Dès lors, la litanie de sornettes se poursuit, d'historiette simpliste en historiette simpliste. Doc Mathusalem débarque sur une planète, généralement par étourderie — il pilote son vaisseau spatial comme aucun automobiliste sobre n'oserait conduire sa bagnole ! —, se pose sur l'herbe verte et part à la pêche, pour se trouver confronté à une belle jeune fille qui implore sa pitié.

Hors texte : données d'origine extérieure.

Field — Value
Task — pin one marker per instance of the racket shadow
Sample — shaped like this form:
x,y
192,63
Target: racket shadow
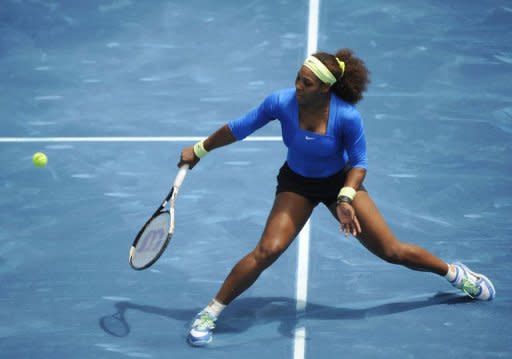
x,y
118,326
246,313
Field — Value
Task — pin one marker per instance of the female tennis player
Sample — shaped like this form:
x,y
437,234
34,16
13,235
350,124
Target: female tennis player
x,y
327,163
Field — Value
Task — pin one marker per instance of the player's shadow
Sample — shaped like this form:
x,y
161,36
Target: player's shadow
x,y
245,313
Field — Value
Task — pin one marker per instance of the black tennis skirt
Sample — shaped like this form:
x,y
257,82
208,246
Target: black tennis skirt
x,y
317,190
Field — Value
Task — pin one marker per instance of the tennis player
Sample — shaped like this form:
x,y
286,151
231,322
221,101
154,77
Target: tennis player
x,y
326,163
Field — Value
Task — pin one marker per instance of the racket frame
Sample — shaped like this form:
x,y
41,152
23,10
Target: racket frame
x,y
171,199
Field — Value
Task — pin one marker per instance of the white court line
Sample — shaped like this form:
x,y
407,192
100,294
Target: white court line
x,y
125,139
299,347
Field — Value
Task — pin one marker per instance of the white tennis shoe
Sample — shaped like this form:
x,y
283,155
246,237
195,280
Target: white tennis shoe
x,y
476,285
201,330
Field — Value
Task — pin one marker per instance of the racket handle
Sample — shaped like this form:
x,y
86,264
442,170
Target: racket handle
x,y
181,176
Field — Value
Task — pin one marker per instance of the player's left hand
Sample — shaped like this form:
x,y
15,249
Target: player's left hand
x,y
349,223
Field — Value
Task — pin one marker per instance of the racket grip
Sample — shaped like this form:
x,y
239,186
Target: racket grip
x,y
181,175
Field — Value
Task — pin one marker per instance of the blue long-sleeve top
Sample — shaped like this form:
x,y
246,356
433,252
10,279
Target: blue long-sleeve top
x,y
310,154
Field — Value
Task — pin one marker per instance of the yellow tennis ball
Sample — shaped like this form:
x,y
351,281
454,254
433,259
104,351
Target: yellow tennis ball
x,y
39,159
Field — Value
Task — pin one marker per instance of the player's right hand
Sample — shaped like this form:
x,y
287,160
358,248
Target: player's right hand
x,y
188,157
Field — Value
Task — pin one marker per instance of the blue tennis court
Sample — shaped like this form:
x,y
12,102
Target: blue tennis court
x,y
92,83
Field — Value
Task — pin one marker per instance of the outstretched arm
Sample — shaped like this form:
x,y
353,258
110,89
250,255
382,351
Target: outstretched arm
x,y
222,137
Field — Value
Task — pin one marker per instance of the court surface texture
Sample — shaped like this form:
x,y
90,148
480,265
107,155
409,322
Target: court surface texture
x,y
96,84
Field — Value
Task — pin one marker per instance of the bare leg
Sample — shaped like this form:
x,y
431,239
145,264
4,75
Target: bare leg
x,y
289,214
377,237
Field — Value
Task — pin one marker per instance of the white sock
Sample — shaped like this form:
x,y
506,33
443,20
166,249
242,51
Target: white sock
x,y
452,273
215,308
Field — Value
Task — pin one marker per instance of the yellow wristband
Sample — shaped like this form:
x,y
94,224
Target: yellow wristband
x,y
348,192
199,149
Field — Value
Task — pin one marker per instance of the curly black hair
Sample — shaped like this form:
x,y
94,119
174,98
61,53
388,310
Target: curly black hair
x,y
351,84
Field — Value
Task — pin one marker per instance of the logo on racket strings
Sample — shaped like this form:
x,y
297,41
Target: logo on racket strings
x,y
152,240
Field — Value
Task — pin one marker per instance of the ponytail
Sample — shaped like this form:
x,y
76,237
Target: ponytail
x,y
351,83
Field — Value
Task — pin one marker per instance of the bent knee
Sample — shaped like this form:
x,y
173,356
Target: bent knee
x,y
266,253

Membre d'une Croix Rouge ou d'un Médecins Sans Frontières de l'espace, ce brave Doc piétine joyeusement les règles de base de son ordre, frappant à la racine du mal avec une vigueur qui s'appuie sur sa compréhension éclair de la situation. Admettons qu'il n'a en cela guère de mérite, Hubbard travaillant dans le limpide. À ma droite, les bons, dont la noblesse se lit sur leur visage ; à ma gauche, les méchants dont la cupidité se trahit à leurs mains crispées.

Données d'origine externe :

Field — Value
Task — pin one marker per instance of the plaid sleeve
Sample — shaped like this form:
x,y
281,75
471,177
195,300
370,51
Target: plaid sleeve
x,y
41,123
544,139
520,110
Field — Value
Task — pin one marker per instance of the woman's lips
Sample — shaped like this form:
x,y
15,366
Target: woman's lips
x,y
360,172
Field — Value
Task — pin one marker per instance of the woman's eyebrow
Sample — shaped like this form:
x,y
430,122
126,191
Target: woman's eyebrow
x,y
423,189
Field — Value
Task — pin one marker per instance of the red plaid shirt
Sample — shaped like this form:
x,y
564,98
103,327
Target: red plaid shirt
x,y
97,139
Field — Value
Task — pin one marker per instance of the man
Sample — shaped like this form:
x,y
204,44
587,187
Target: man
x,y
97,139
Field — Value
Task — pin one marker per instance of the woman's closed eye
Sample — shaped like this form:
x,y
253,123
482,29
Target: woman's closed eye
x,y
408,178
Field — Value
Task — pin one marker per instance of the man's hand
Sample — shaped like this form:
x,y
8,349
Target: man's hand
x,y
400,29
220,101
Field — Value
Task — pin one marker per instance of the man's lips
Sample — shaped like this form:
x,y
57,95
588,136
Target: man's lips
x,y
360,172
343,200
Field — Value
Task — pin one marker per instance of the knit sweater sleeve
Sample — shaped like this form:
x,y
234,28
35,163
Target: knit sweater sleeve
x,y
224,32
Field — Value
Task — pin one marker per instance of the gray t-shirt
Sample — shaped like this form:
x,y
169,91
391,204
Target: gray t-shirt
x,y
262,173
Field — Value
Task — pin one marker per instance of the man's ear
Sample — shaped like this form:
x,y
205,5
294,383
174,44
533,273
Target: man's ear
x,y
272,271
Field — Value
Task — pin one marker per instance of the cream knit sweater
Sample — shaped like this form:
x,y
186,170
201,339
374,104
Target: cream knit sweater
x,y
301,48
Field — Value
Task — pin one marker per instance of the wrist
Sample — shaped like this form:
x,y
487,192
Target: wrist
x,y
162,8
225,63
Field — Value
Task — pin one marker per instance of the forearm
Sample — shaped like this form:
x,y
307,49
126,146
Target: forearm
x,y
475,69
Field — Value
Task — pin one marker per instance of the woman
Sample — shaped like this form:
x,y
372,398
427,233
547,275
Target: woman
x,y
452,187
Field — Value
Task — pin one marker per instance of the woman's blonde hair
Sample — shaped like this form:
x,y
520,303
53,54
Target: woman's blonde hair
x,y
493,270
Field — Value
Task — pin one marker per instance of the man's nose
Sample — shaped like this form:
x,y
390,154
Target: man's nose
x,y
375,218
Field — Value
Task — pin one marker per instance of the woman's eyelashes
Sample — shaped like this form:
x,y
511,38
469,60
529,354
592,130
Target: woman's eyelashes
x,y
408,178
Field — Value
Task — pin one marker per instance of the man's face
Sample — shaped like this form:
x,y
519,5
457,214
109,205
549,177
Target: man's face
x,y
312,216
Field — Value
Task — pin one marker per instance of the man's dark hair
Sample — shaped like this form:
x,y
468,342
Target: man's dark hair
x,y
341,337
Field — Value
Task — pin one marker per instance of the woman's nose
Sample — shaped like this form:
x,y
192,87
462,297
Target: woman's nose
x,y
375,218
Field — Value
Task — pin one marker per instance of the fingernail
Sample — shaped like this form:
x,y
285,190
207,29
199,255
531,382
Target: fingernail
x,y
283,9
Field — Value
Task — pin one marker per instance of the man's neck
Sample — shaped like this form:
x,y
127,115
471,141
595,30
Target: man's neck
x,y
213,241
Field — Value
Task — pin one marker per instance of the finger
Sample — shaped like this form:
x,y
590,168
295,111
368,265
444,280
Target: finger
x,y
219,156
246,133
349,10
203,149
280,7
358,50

Doc est un médecin, un philanthrope mais pas un pacifiste. Que passe un jupon, surtout en haillons, et notre matamore tire dans le tas avec un entrain sans arrière-pensée. Dans "le Grand monopole de l'air", il abat sans remords des extraterrestres esclavagistes pour sauver une donzelle aux beaux cheveux. Ce serait justifiable, s'il ne manifestait ensuite le plus total inintérêt pour les compagnons d'infortune de la pépée en question. Ce qui laisse supposer que si la mijaurée avait été un laideron, les vilains extraterrestres trottineraient encore à la tête de leur troupeau humain. Bravo, le héros !

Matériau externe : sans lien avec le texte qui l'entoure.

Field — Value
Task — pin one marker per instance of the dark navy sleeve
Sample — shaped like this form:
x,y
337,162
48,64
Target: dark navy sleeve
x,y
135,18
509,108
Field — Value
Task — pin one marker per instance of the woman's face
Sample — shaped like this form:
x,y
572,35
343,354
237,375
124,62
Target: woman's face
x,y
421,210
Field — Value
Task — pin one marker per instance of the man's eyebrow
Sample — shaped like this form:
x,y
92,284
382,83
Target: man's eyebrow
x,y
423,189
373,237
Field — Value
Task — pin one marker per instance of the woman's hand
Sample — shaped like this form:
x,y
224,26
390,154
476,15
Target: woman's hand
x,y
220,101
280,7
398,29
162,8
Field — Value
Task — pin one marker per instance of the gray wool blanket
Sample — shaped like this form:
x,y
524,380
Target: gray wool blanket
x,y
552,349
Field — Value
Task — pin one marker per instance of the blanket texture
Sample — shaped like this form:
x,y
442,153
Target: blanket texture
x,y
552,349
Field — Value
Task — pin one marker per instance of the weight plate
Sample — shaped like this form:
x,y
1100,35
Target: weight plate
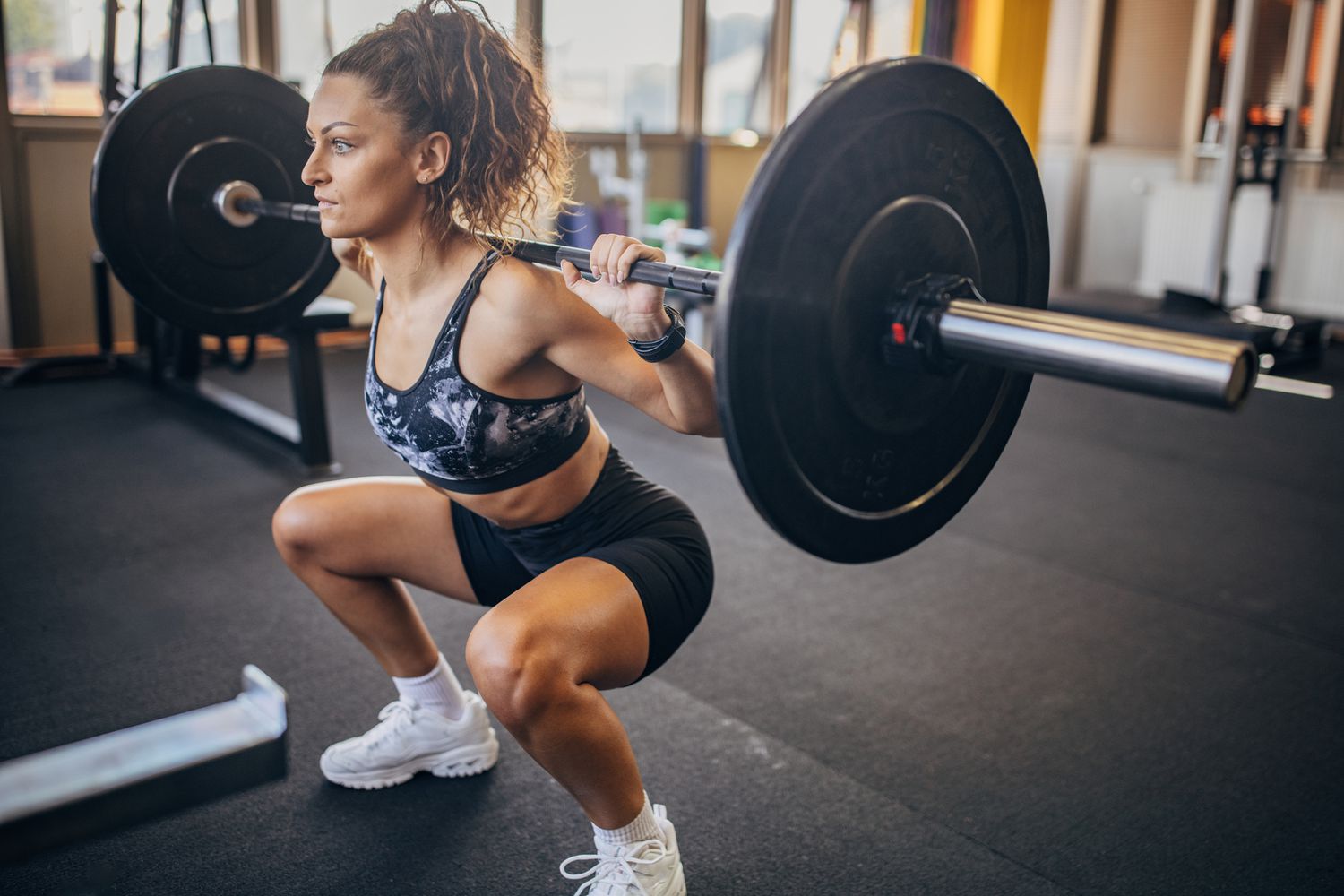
x,y
153,180
895,169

La science de Doc est prodigieuse : s'il atterrit par mégarde sur une planète, c'est parce qu'il est encore en train de noter sur ses manchettes dorées le remède à un des mille maux qui affligent l'humanité. Et sa sagesse est légendaire. Nous apprendrons grâce à lui que la criminalité est génétique — et se transmet, c'est plus ou moins explicite, par les femmes. Nous apprendrons aussi que l'esclavage est très vilain — Doc doit passer plusieurs nouvelles à éradiquer ce fléau.

Remarquez, ses dons de persuasion doivent être singulièrement entamés par le fait — une broutille — qu'il possède lui-même un esclave particulièrement obéissant, l'extraterrestre Hippocrate. Ah ! me direz-vous : on connaît ces relations maître-esclave, qui ne sont que le travestissement viril et bourru d'une de ces chaudes amitiés qui font du bien au cœur ! Et d'ailleurs, les relations entre Doc et Hippocrate ne sont-elles pas réminiscentes du couple gentleman du vieux Sud/brave esclave noir (ou nounou acariâtre au cœur d'or, ça marche aussi très bien) ? Certes, ça n'est pas faux, on retrouve là encore l'habitude de Hubbard de transposer de vieux clichés sous de clinquants oripeaux. Mais pour l'amitié bourrue, vous repasserez : figurez-vous que Doc s'intéresse tellement au pauvre Hippocrate que lorsque ce dernier est gravement blessé en défendant le vaisseau, après un nouvel atterrissage au petit bonheur, Doc prend soudain conscience qu'en deux cents ans de cohabitation, il ne s'est jamais préoccupé de connaître la physiologie et l'anatomie de son compagnon ! Ce qui laisse entendre en corollaire que la grande et noble mission du Doc vise surtout les humains 100 %. Comme tout ceci est sympathique !

Le dernier clou dans le cercueil de ce livre est enfoncé d'une patte négligente par le traducteur, Michel Demuth, qui semble avoir expédié ce pensum en pensant à autre chose — ça peut se comprendre mais ce n'est pas très sérieux. On a droit à des approximations agaçantes (billions au lieu de milliards me crispe énormément), des maladresses ahurissantes (« comme d'habitude, il oubliait toujours ses tables d'enregistrement », « Il eut honte d'avoir été à ce point absorbé et irrité au point d'avoir ignoré les sons ambiants »), des négligences curieuses (ça coûtait vraiment plus cher de traduire “Ole” Doc Mathusalem, “Ole Mother” Mathusalem, “Big” Lem Tolliver… entre autres ?) et de franches bêtises (« les agressions et les vols n'avaient rien de neuf sur les chemins de l'Espace, et tout particulièrement sur une petite planète inhabitée comme Spico » — on frémit de songer à ce que cela aurait été si la planète avait été habitée…)

Bref, un bouquin totalement dispensable. Comment peut-on faire traduire de tels tissus d'inepties, alors que tant d'œuvres intéressantes, voire capitales, attendent encore leur tour ?

Décidément, l'image de Hubbard qui s'impose à la lecture de Doc Mathusalem, c'est celle d'un tâcheron nuisible, dont même la tombe n'arrête pas les coupables déprédations.